En efecto, nuestro Festival tampoco dio cabida en él -por las razones que sea, sin duda totalmente acertadas- a superproducciones recientes como la última versión de “King Kong”, en la que actuaba notablemente Naomi Watts -que en estos días es una de las estrellas que da más brillo a esta nueva edición del Zinemaldia con “Lo imposible”- y devolvía a la vida -también en las escenas iniciales de esa nueva versión del mito del gigantesco rey simio- una Nueva York de principios de los “oscuros treinta” al sarcástico ritmo de “I´m sitting on top of the world” -“Sentado en la cima del mundo”- de Al Jolson, que suena mientras la gente se muere de hambre y frío en las calles de Manhattan por falta de un trabajo y una casa que el viento de la Gran Depresión de 1929 se llevó por los aires y sólo devolvió -en el mejor de los casos- en forma de chabola en la “Hooverville” improvisada en Central Park. Sí, la misma que destroza la Policía en “Cinderella man”. Otra película reciente ambientada en la Gran Depresión con grandes estrellas como Russell Crowe y Renée Zellweger -de esas que algún día recibirán el premio Donostia, como Meryl Streep, protagonista en su día de “Tallo de hierro”, otra película sobre esa época-, que nos devuelve en toda su crudeza a esa gran crisis económica que ahora volvemos a ver en la pantalla horrorizados, preguntándonos si ya estamos así o si dentro de poco estaremos así…
Ese desencuentro casi continuo entre el Festival y ese cine sobre la Gran Depresión -con las excepciones de rigor, como el premio al protagonista masculino de “Bonnie and Clyde”-, sin embargo, no nos debería eximir de reflexionar sobre en qué se parece realmente la América, y el Mundo, de esa época -esa de la que era testigo David Carradine en “Esta es mi tierra” interpretando a Woody Guthrie, el bardo de aquellos Estados Unidos- y éste en el que, mal que bien, vivimos ahora, arrasado por otro cataclismo económico como el de 1929 y en el que muchos parecen volver a comer las uvas de la ira.
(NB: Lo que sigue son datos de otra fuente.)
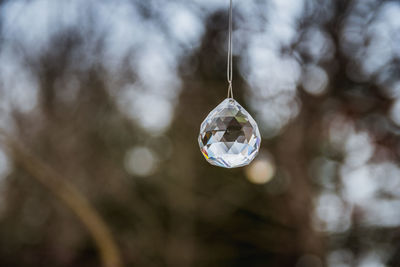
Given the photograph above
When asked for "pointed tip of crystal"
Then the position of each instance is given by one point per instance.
(229, 136)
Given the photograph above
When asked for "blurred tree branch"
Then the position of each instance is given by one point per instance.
(69, 195)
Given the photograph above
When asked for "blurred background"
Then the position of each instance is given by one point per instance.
(100, 108)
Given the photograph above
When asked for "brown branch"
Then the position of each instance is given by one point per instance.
(68, 194)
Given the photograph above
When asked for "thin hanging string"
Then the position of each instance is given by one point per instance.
(230, 57)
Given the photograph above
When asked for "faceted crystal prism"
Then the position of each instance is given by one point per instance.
(229, 136)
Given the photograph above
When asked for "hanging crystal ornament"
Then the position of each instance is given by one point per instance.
(229, 136)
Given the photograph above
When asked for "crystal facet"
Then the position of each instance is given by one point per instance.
(229, 136)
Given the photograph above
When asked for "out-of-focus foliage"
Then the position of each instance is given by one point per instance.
(110, 95)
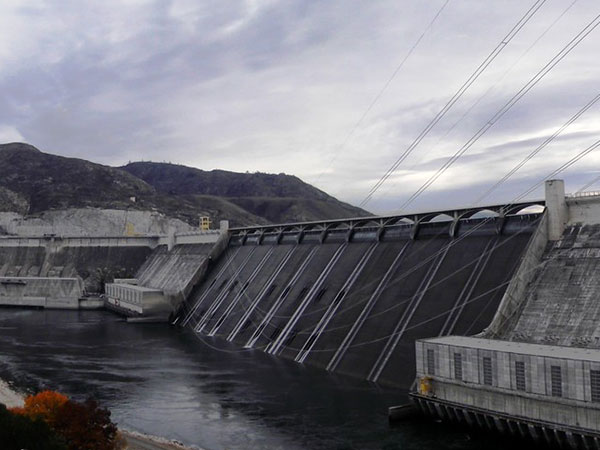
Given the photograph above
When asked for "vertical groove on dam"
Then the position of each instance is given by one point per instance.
(355, 302)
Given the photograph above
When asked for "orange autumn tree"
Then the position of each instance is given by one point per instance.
(82, 426)
(45, 405)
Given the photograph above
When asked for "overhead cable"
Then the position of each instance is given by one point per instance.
(381, 91)
(507, 106)
(539, 148)
(466, 85)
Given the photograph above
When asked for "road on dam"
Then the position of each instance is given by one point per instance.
(167, 382)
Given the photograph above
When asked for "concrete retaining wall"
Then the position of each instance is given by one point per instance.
(515, 294)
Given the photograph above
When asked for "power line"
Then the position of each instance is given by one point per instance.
(517, 61)
(562, 168)
(381, 91)
(587, 185)
(539, 148)
(466, 85)
(507, 106)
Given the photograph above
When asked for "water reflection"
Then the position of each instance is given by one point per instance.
(165, 381)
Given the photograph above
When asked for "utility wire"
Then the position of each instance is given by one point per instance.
(467, 84)
(381, 91)
(539, 148)
(491, 88)
(520, 94)
(562, 168)
(587, 185)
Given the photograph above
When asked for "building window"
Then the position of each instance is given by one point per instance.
(487, 371)
(595, 385)
(458, 366)
(520, 375)
(556, 381)
(430, 362)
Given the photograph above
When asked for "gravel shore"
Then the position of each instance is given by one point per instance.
(9, 396)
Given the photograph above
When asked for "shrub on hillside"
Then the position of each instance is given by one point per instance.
(81, 426)
(19, 431)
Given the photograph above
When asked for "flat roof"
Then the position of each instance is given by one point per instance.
(135, 287)
(522, 348)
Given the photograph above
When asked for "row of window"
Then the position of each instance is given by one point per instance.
(520, 381)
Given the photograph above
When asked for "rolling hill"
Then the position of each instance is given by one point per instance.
(32, 182)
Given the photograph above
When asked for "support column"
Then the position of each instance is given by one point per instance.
(556, 208)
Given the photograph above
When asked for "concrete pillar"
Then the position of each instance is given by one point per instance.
(556, 209)
(171, 238)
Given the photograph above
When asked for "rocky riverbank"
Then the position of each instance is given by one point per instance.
(135, 441)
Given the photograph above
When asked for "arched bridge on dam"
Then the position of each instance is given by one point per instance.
(353, 295)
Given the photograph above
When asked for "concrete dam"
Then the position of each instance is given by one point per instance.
(353, 296)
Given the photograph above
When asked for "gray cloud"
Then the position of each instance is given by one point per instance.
(278, 86)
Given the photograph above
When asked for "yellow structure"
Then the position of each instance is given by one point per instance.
(129, 229)
(205, 223)
(426, 386)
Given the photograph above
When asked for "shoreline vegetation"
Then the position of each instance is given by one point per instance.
(11, 398)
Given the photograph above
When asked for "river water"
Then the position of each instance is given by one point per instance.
(166, 381)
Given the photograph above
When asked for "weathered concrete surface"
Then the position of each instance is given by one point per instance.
(515, 294)
(354, 301)
(561, 304)
(54, 293)
(554, 385)
(52, 259)
(91, 222)
(167, 277)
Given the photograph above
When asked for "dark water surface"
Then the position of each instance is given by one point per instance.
(165, 381)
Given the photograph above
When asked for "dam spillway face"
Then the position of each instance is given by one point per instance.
(354, 301)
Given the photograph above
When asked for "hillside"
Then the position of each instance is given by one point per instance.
(32, 182)
(276, 198)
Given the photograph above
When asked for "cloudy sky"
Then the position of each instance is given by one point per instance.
(281, 86)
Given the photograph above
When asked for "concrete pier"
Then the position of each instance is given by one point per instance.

De eso precisamente se encarga el artículo que sigue a éste, firmado, una vez más, por el presidente de la Asociación de historiadores guipuzcoanos, el profesor Álvaro Aragón Ruano, en el que se hace un rápido pero sorprendente paseo por la Historia de las crisis económicas periódicas que han azotado nuestro mundo desde la Edad Media hasta hoy mismo.
En él podrán descubrir algunas claves acerca de las razones por las que nuestras calles -al menos las de algunas de nuestras ciudades-, pese a todo lo que está ocurriendo y se refleja en periódicos y telediarios, aún no se parecen, tras cinco años de “Gran Depresión”, a las que hoy podemos ver en la gran pantalla con horror, no con el alivio de los espectadores de “Bonnie and Clyde” o de “El golpe”, aún a salvo en una sociedad que todavía disfrutaba una economía bien regulada…
Un rápido paseo por la Historia de las crisis económicas
Por Álvaro Aragón Ruano
La crisis financiera de 2008 ha puesto de manifiesto la necesidad de reflexionar sobre dos -aunque en realidad es uno sólo- de los principales debates del pensamiento económico, concretamente, sobre la cuestión del crecimiento económico y las crisis. Si bien la actual crisis surgió del entorno financiero, ha tenido y sigue teniendo ramificaciones en todos los ámbitos productivos y cotidianos, lo cual ha supuesto un punto de inflexión en los postulados que sobre el crecimiento capitalista se habían sostenido en las últimas décadas, proclives a un liberalismo radical. El debate actual se centra en torno a si estamos ante una crisis del sistema o ante una crisis dentro del sistema, similar a las ocurridas en otras épocas.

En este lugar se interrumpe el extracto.